Llegas al cole. Te encuentras con las compañeras. Hay palabras de afecto. Siempre es igual. Y gusta. Es fácil llevarse bien con tus iguales, es fácil hacer fácil la convivencia. Se acerca el momento de recibir a los chicos y chicas. En las filas siempre hay alegría. La sonrisa es nuestra amiga. Los papás y mamás sujetan el mundo, su mundo, en actitud expectante aunque confiada. Me gusta saludarles. Me gusta ese roce de palabra que invita a la acogida.

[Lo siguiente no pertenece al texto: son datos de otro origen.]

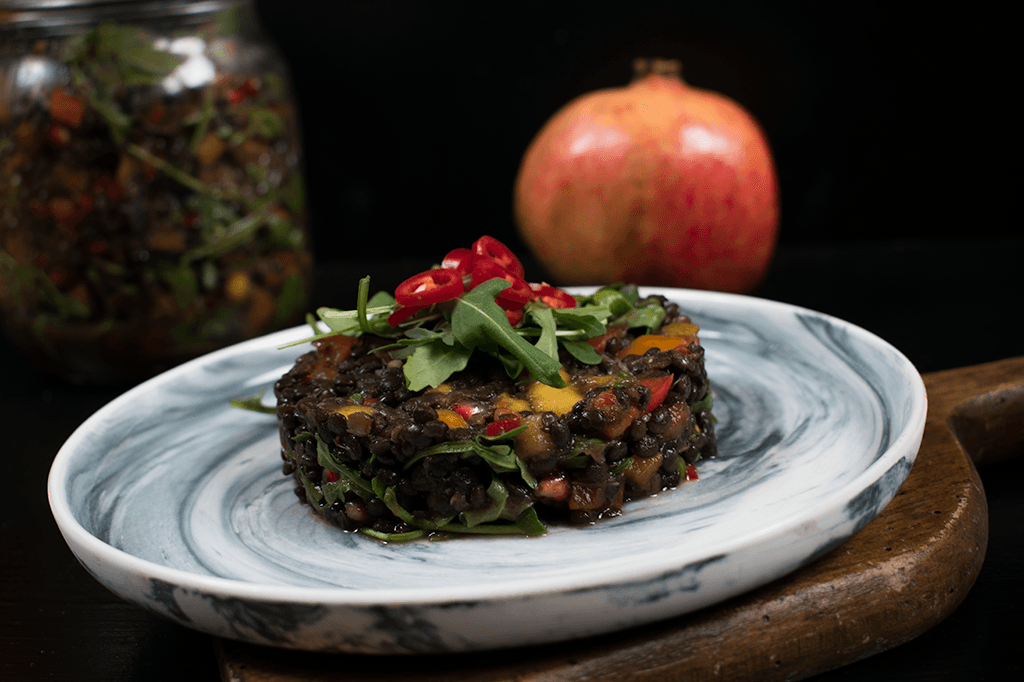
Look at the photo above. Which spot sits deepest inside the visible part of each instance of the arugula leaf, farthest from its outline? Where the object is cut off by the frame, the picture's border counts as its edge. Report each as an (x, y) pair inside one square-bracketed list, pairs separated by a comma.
[(545, 318), (588, 322), (253, 403), (649, 316), (431, 364), (393, 537), (477, 320), (351, 480)]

La entrada a clase procuro que sea plácida. Esperamos a que haya una atmósfera de calma. Sosiego en la puerta. Cuando entramos y nos acomodamos hablo con cada uno de ellos. Preguntarles qué tal están e invitarles a que nos hagan partícipes de sus vidas es un ejercicio amable y esperado por todos. Luego viene la rutina. Las rutinas. Y hablamos del plan del día. Lo que vamos a hacer, lo que podemos aprender. Y lo que esperan. Lo que espero.

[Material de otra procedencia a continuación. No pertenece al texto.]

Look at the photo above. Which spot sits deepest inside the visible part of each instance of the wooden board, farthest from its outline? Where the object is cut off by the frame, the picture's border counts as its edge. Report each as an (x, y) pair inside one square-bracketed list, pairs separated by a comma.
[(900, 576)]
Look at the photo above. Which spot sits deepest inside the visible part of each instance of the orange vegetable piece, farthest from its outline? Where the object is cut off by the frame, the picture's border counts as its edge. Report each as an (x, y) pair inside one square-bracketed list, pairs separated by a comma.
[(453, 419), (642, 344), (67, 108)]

Las dos primera horas siempre son cálidas, confortables. Todo discurre con fluida complacencia hasta que llega el recreo. El Momento. Deseado. Ahí vivimos la vida en estado puro. En alma viva. Siempre suceden cosas. «Él me ha dicho». «Ella ha hecho». «Ellos no me dejan». «Ellas no me quieren». «Todos convivimos».

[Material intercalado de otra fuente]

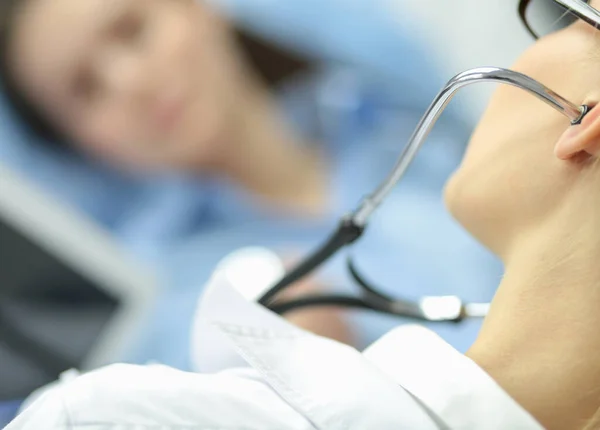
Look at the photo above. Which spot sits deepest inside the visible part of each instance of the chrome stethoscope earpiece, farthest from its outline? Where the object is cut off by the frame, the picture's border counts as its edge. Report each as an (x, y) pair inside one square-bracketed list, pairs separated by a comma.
[(353, 225)]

Regresamos del recreo. Nueva ronda de expresión. Uno por una. Una por uno. ¿Qué tal? ¿Qué nos puedes contar? ¿Qué te apetece compartir? Y surge la chispa. La breve explosión de incomprensión que tratamos de reconducir procurando que las ganas de querernos venzan al deseo de enfrentarnos. Pero ya es más difícil que a primera hora. Los roces ya nos queman y las frases que antes eran cartas de amistad ahora son postales de rivalidad. En ocasiones se mastica la mala competitividad.
¿Vamos al comedor? Es un espacio y un momento especial. Necesario porque las familias se ven empujadas a hacer uso de un servicio que soluciona un problema. Luego, al acabar, vuelta a clase. Y volvemos a hablar. ¿Cómo estás, L.? ¿Qué tal, M.? ¿Ha ido bien, R.? La jornada ha crecido. Se ha hecho madura. Lo que por la mañana era buenos propósitos y ganas de hacerlo todo bien a estas horas ya es un muestrario de rozaduras que escuecen. Digamos que a esas horas ya hace mucho tiempo que comenzó todo. Demasiado tiempo.
Hay que cambiar el ritmo. La velocidad de estar con los demás, por los demás. Hay que acariciar la tarde para que no sea un pozo de desencuentros. Y sale bien. Casi siempre sale bien. Y conseguimos, con su dulzura y nuestro cariño, que el día crezca de la mano de la convivencia. Y cuando nos despedimos lo hacemos con la mirada puesta en la mañana siguiente. que será como las demás, pero nunca igual. Distinta, como cada amanecer.